Monday, May 24, 2010
Babbitt on Sea-Level Rise and Protecting Coastal Lands
His talk began with the expectation of a 3-foot sea-level rise during the present century, and its anticipated effects in US states as diverse as California and Louisiana. In California, the chief effect would not be on the coastline itself, which is rising because of tectonic activity, but inland on the Bay Delta, where it could disrupt not only local agricultural activities but the water pumps that supply most of Southern California's vast and ever-growing water needs.
Sec. Babbitt focused most of his discussion on the Louisiana coast, which he believes will actually drive national policy going forward. The Louisiana delta will subside by about 2 feet this century, while sea level rises. He believes that urban areas like New Orleans will be saved; they will essentially become islands like Venice.
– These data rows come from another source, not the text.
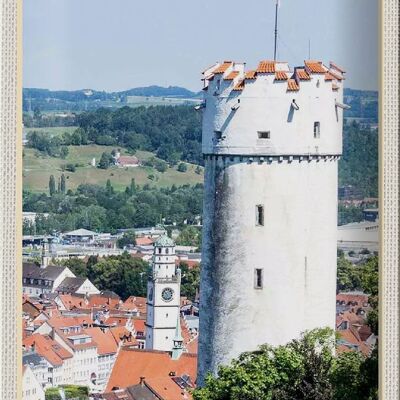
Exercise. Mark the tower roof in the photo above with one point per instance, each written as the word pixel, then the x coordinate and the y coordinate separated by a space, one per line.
pixel 164 241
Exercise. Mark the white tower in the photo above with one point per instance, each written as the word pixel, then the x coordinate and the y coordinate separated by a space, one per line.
pixel 272 138
pixel 163 297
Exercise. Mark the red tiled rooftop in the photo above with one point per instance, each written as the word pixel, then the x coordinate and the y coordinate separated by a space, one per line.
pixel 266 67
pixel 315 67
pixel 231 76
pixel 252 74
pixel 292 85
pixel 302 75
pixel 104 340
pixel 223 67
pixel 144 241
pixel 46 347
pixel 335 66
pixel 131 364
pixel 280 76
pixel 167 389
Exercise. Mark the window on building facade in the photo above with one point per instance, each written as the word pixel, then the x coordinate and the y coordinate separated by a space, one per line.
pixel 259 215
pixel 317 128
pixel 258 278
pixel 264 134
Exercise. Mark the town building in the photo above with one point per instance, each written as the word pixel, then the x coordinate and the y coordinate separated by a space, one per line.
pixel 272 138
pixel 163 297
pixel 31 388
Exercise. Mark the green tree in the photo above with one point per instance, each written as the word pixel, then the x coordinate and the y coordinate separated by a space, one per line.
pixel 300 370
pixel 64 152
pixel 189 236
pixel 52 185
pixel 128 238
pixel 106 160
pixel 182 167
pixel 190 281
pixel 62 184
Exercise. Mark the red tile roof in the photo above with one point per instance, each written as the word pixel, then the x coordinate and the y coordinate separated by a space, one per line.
pixel 231 76
pixel 266 67
pixel 167 389
pixel 66 322
pixel 314 67
pixel 139 325
pixel 302 74
pixel 104 340
pixel 250 74
pixel 71 301
pixel 292 85
pixel 135 303
pixel 103 301
pixel 144 241
pixel 46 347
pixel 335 66
pixel 131 364
pixel 281 76
pixel 223 67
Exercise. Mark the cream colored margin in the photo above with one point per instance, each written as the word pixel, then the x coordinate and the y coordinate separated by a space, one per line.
pixel 10 199
pixel 389 201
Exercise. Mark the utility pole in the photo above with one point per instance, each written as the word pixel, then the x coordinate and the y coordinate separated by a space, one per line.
pixel 276 27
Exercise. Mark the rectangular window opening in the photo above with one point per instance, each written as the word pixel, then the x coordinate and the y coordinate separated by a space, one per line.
pixel 258 278
pixel 260 215
pixel 264 134
pixel 317 129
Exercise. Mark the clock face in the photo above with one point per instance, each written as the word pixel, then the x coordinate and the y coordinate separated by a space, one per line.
pixel 167 294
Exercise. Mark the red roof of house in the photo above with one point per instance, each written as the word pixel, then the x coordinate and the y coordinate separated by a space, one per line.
pixel 292 85
pixel 314 67
pixel 302 74
pixel 46 347
pixel 135 303
pixel 266 67
pixel 139 325
pixel 223 67
pixel 280 76
pixel 105 340
pixel 167 389
pixel 131 364
pixel 231 76
pixel 71 301
pixel 128 160
pixel 144 241
pixel 252 74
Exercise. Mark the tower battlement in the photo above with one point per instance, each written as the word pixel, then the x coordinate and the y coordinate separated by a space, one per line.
pixel 273 110
pixel 272 138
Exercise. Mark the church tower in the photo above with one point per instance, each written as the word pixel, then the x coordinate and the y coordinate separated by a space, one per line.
pixel 163 297
pixel 272 138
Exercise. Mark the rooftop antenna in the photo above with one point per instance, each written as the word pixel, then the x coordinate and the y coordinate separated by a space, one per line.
pixel 276 27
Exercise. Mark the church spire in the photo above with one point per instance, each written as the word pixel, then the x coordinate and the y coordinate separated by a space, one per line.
pixel 177 350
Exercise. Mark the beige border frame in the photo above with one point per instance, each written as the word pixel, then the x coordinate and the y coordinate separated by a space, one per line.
pixel 389 379
pixel 11 199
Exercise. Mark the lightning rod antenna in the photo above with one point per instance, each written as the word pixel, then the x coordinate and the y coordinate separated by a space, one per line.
pixel 276 27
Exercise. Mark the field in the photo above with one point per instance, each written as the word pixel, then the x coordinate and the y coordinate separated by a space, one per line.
pixel 38 168
pixel 53 131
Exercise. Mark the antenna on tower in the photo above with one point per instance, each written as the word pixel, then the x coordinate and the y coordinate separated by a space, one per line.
pixel 276 27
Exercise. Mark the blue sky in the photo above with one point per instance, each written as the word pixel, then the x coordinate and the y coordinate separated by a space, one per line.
pixel 120 44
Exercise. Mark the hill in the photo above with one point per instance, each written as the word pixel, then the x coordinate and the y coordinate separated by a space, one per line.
pixel 38 167
pixel 88 99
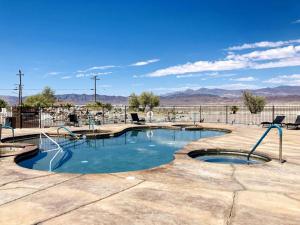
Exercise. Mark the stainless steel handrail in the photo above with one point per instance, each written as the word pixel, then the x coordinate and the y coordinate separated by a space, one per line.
pixel 70 132
pixel 58 149
pixel 263 137
pixel 7 127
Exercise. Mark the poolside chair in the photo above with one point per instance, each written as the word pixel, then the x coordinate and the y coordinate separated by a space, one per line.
pixel 135 119
pixel 294 125
pixel 278 120
pixel 73 119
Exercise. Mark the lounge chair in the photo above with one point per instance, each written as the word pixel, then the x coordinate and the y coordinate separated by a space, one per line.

But somewhere between 5,000 and 10,000 square miles of Louisiana delta will be submerged; and it is this coming change that will likely drive policy.
So far, Congress is ignoring projected sea level rise and its likely effects on coastal marshlands. The US Army Corps of Engineers has a simplistic solution of building more levees in a piecemeal fashion. What's really needed is something like the "Great Wall of Louisiana," extending from the Texas border to the Mississippi border. But even that would come at a very high ecological cost to Louisiana's coastal fisheries. Sea walls are really not the answer, as the Dutch have recently started to realize; they're starting to take down some of their sea walls.
Underlying current policy debates, according to Sec. Babbitt, is a "lack of candor" about what's really necessary to deal with sea-level rise and its effects on US coastal lands. We need a "managed retreat" from the coast, which requires careful and far-sighted land management planning at the national level, but coordinated with the states, including a financing plan. Babbitt's analogy for this is the national interstate highway system, which was a national plan, coordinated with the states, and financed by earmarked gas taxes.
If we are serious about dealing with the looming problem, Sec. Babbitt says four steps are necessary: (1) legislation that sets standards for a coordinated, national effort, including the creation of something like a "coastal restoration agency;" (2) the management effort must be driven by careful benefit-cost analyses; (3) associated state projects should only be funded if they are based on existing state comprehensive plans for coastal restoration; and (4) financing should come from the beneficiaries of coastal restoration projects, including perhaps the creation of special taxing districts.
It was a very interesting and substantive talk. I have serious doubts as to whether Sec. Babbitt's proposals are politically feasible at present. But then, so does he.
On a side note, Sec. Babbitt suggested that BP should not only pay damages for the oil it has spilled, but should also pay royalties to the US government for it. I think this is correct as a matter of legal interpretation of the mineral leasing laws, which do not exempt spilled oil from the royalty requirement.